By Ashley Dunkak

ALLEN PARK (CBS DETROIT) – Amid positive attention last season for touchdown catches and end zone dances, Detroit Lions tight end Joseph Fauria often got lambasted for a perceived inability to block.

On Monday, Fauria attributed his struggles with blocking to his background.

“I’ll be really blunt with you guys, and you guys can write this – I didn’t block in college,” Fauria said. “I stood up the whole time and I was a slot receiver, an outside receiver. So to be assessed as not being able to block, it isn’t really fair.

“I’m kind of bitter about that because I didn’t have to block,” Fauria added. “When I came here, I did my thing, but yet I was pegged with this certain anomaly that I couldn’t block. But I’ve been working on it and getting better and taking strides forward and going uphill. I don’t plan on going down. I want to keep getting better and better and better, slowly improving here and there. I’m going to just keep proving them wrong. That’s what I always do.”
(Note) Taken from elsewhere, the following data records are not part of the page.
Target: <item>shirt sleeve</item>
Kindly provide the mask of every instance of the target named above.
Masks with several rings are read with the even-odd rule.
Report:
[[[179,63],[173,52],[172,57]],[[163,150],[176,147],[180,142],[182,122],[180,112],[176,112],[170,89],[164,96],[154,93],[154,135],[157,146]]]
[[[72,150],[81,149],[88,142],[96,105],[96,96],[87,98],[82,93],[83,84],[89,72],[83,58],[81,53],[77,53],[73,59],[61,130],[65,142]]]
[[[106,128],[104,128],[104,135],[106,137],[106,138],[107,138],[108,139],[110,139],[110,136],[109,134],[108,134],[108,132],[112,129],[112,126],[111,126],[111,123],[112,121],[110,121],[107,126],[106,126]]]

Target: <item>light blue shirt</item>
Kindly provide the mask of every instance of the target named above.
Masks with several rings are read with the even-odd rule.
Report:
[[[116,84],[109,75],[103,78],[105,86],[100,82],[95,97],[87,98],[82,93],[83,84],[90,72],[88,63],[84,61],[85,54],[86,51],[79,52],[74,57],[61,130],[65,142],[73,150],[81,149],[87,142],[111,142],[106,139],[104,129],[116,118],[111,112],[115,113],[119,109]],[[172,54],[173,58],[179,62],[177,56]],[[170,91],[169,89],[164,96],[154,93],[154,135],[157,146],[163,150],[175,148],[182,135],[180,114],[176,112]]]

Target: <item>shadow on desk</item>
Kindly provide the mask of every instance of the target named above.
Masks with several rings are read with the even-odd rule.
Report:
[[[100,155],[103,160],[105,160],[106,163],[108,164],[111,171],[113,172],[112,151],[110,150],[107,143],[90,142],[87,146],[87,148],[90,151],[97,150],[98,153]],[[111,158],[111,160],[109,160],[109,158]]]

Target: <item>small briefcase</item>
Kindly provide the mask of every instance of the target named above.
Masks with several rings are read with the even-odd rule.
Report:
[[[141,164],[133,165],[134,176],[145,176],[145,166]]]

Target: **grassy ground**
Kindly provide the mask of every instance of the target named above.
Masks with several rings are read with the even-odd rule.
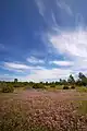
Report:
[[[0,94],[0,131],[87,131],[87,93],[76,88]]]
With his rookie year and a subsequent offseason of work under his belt, Fauria has been blocking better, and he credits the improvement to his coaches and to having as clearer mind to absorb their teaching.

“I’m not worrying about if I’m – doing the numbers game, if I’m going to make the team, or if I‘m going to do this, if I’m going to do this dance, or if I’m going to be able to stretch before practice because I don’t know the schedule because I’m a rookie,” Fauria said. “All those things were kind of messing my brain up a little bit. I wasn’t ready – my first year in the NFL. Now I’m a veteran and I know what to expect and it just comes with me doing my job.”

Fellow Lions tight end Brandon Pettigrew has told reporters Fauria does a better job blocking than people give him credit for. Fauria appreciates – and agrees with – the sentiment, though he noted Pettigrew might be a bit biased because the two are friends.

Fauria knows he has to keep proving himself on the field.

“I’ve got to string those kind of games, those kind of plays together,” Fauria said. “I can’t break the string. I can’t cut the string with a bad block here and there that’s vital to a bad play or something like that. I’ve got to keep it going and keep helping my team win, and whether that’s catching the ball or blocking, I’m going to do so because that’s what’s asked of me.”

Fauria excelled in the red zone in 2013, but his role encompasses more than that, which has challenged him. The challenge, however, is one he is happy to accept.

“I’m out there, I’m being put in different situations that are outside of my strength, which is the red zone, and there might be a smidge of being a little uncomfortable, but that’s what being a pro is, is being put in uncomfortable situations and making them comfortable in the preseason,” Fauria said, “and that’s what the preseason’s for, and earning my coaches’ and teammates’ trust out there. I would assess that [the preseason game] was a job well done. However, there’s a lot of room to improve.”